Shit. I’m guessing Marcus hasn’t mentioned he already knew from me.

“Where’s Tom?” I ask.

“He’s in Australia. He’s got a client dinner he couldn’t get out of, but I think he’s going to try to catch a flight tonight after that.” There’s something brittle in Saskia’s expression.

Over the next few hours, we alternate between silence and trying to reassure ourselves and each other. Dad’s fit andhealthy. He’s only sixty-five. Because Mum was with him when he had the heart attack, he got medical attention quickly.

But words of comfort are difficult to maintain when a nurse comes out to tell us Dad’s arteries are more damaged than they first anticipated, and they’re having to graft multiple new blood vessels to restore proper blood flow to his heart.

“Touch and go” are never words you want to hear associated with someone you love.

Time blurs into an endless loop of watching the clock, fielding calls from concerned relatives, and trying to interpret every facial expression of the medical staff passing by.

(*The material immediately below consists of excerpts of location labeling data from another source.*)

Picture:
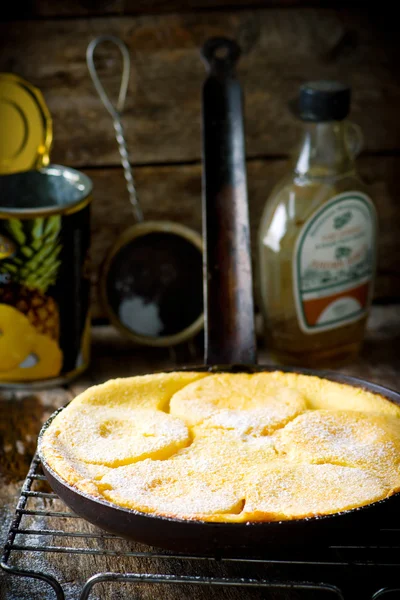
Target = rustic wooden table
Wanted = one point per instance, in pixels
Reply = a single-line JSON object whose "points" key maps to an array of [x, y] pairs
{"points": [[21, 416]]}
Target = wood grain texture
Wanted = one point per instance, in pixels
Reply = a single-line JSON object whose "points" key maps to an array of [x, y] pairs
{"points": [[174, 193], [113, 357], [281, 49]]}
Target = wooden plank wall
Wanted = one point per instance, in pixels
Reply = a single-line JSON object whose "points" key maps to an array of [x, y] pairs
{"points": [[284, 44]]}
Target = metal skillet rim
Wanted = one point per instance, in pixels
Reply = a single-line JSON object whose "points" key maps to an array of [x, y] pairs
{"points": [[331, 375]]}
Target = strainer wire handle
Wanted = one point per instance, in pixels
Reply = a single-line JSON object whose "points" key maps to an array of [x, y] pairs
{"points": [[116, 112]]}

My eyes burn with exhaustion, and the harsh hospital lighting drills into my skull.

I send a few messages to Marcus, but he doesn’t reply. It’s the middle of the night in LA, so I don’t really blame him.

I find myself cataloging useless details—the number of ceiling tiles, the pattern on the nurse’s scrubs, the flicker of the exit sign—anything to distract from the gnawing worry in my gut.

We finally get news that Dad is out of surgery, but touch and go is still applied to him. The surgeon explains that the next forty-eight hours are critical.

“You can sit with him if you like,” she says.

Nothing could prepare me for the sight of my father lying in an ICU bed, hooked up to what seems like a hundred machines, each one monitoring a different vital sign.

It’s more waiting, hoping.

Mum, Saskia, and I have run out of words to try to reassure each other, and we just sit there, lost in our own thoughts. The steady hiss of the ventilator becomes a grim lullaby as we sit by his bed.

Dawn comes creeping through the cracks in the curtain, and the hospital starts to wake up around us, but Dad’s status remains unchanged.

When the door to Dad’s room opens, I wearily raise my gaze, expecting to see another nurse. Instead, I find myself staring into a pair of familiar, worried eyes.

My heart stops.

Marcus.

Here. Now.

Am I hallucinating? Have I reached that point of extreme tiredness where the boundaries between wishful thinking and reality start to blur?

“What are you doing here?” The words are out of my mouth before I can think.

“Seb.” Saskia’s voice has an admonishing tone. Shit. In my shock at seeing Marcus, I’d forgotten she and Mum were witnessing this.

Saskia’s eyes fill with tears as she stands to hug Marcus.